Re: [PATCH 1/1] rcu/rcuscale: Stop kfree_scale_thread thread(s) after unloading rcuscale

From: Joel Fernandes
Date: Tue Mar 14 2023 - 19:30:12 EST


On Tue, Mar 14, 2023 at 7:02 PM Paul E. McKenney <paulmck@xxxxxxxxxx> wrote:
>
> On Mon, Mar 13, 2023 at 04:04:03PM +0800, Qiuxu Zhuo wrote:
> > When running the 'kfree_rcu_test' test case with commands [1] the call
> > trace [2] was thrown. This was because the kfree_scale_thread thread(s)
> > still run after unloading rcuscale and torture modules. Fix the call
> > trace by invoking kfree_scale_cleanup() when removing the rcuscale module.
>
> Good catch, thank you!
>
> > [1] modprobe torture
> > modprobe rcuscale kfree_rcu_test=1
>
> Given that loading the rcuscale kernel module automatically pulls in
> the rcuscale kernel module, why the "modprobe torture"? Is doing the
> modprobes separately like this necessary to reproduce this bug?
>
> If it reproduces without manually loading and unloading the "torture"
> kernel module, could you please update the commit log to show that
> smaller reproducer?
>
> > // After some time
> > rmmod rcuscale
> > rmmod torture
> >
> > [2] BUG: unable to handle page fault for address: ffffffffc0601a87
> > #PF: supervisor instruction fetch in kernel mode
> > #PF: error_code(0x0010) - not-present page
> > PGD 11de4f067 P4D 11de4f067 PUD 11de51067 PMD 112f4d067 PTE 0
> > Oops: 0010 [#1] PREEMPT SMP NOPTI
[..]
> > Call Trace:
> > <TASK>
> > ? kvfree_call_rcu+0xf0/0x3a0
> > ? kthread+0xf3/0x120
> > ? kthread_complete_and_exit+0x20/0x20
> > ? ret_from_fork+0x1f/0x30
> > </TASK>
> > Modules linked in: rfkill sunrpc ... [last unloaded: torture]
> > CR2: ffffffffc0601a87
> > ---[ end trace 0000000000000000 ]---
> >
> > Fixes: e6e78b004fa7 ("rcuperf: Add kfree_rcu() performance Tests")
> > Signed-off-by: Qiuxu Zhuo <qiuxu.zhuo@xxxxxxxxx>
> > ---
> > kernel/rcu/rcuscale.c | 7 +++++++
> > 1 file changed, 7 insertions(+)
> >
> > diff --git a/kernel/rcu/rcuscale.c b/kernel/rcu/rcuscale.c
> > index 91fb5905a008..5e580cd08c58 100644
> > --- a/kernel/rcu/rcuscale.c
> > +++ b/kernel/rcu/rcuscale.c
> > @@ -522,6 +522,8 @@ rcu_scale_print_module_parms(struct rcu_scale_ops *cur_ops, const char *tag)
> > scale_type, tag, nrealreaders, nrealwriters, verbose, shutdown);
> > }
> >
> > +static void kfree_scale_cleanup(void);
> > +
>
> I do applaud minmimizing the size of the patch, but in this case could you
> please pull the kfree_scale_cleanup() function ahead of its first use?

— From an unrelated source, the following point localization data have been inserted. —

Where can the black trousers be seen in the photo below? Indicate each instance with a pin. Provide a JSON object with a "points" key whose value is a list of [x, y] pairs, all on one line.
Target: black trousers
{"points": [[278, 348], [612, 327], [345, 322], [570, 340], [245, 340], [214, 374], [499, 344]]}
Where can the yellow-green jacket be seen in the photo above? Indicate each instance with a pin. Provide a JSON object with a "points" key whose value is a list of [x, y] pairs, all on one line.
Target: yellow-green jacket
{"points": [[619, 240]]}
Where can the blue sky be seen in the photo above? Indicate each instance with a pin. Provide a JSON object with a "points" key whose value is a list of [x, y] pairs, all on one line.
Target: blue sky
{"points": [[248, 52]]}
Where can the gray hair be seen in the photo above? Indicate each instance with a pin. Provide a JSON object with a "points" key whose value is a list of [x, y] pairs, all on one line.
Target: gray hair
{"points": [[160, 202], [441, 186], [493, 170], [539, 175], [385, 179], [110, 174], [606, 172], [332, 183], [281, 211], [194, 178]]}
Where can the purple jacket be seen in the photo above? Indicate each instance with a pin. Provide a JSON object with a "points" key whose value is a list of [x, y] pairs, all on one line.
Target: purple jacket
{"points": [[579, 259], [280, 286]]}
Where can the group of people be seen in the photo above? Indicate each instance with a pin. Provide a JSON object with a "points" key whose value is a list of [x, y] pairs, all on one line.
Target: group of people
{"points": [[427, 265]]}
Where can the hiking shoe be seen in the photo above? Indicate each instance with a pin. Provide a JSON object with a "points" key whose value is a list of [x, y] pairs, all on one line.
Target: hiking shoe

The only trouble with moving the function like that is, the file is
mostly split across kfree and non-kfree functions. So moving a kfree
function to be among the non-kfree ones would look a bit weird.
Perhaps a better place for the function declaration could be a new
"rcuscale.h". But I am really Ok with Paul's suggestion as well.

Reviewed-by: Joel Fernandes (Google) <joel@xxxxxxxxxxxxxxxxx>

thanks,

- Joel


>
> Thanx, Paul
>
> > static void
> > rcu_scale_cleanup(void)
> > {
> > @@ -542,6 +544,11 @@ rcu_scale_cleanup(void)
> > if (gp_exp && gp_async)
> > SCALEOUT_ERRSTRING("No expedited async GPs, so went with async!");
> >
> > + if (kfree_rcu_test) {
> > + kfree_scale_cleanup();
> > + return;
> > + }
> > +
> > if (torture_cleanup_begin())
> > return;
> > if (!cur_ops) {
> > --
> > 2.17.1
> >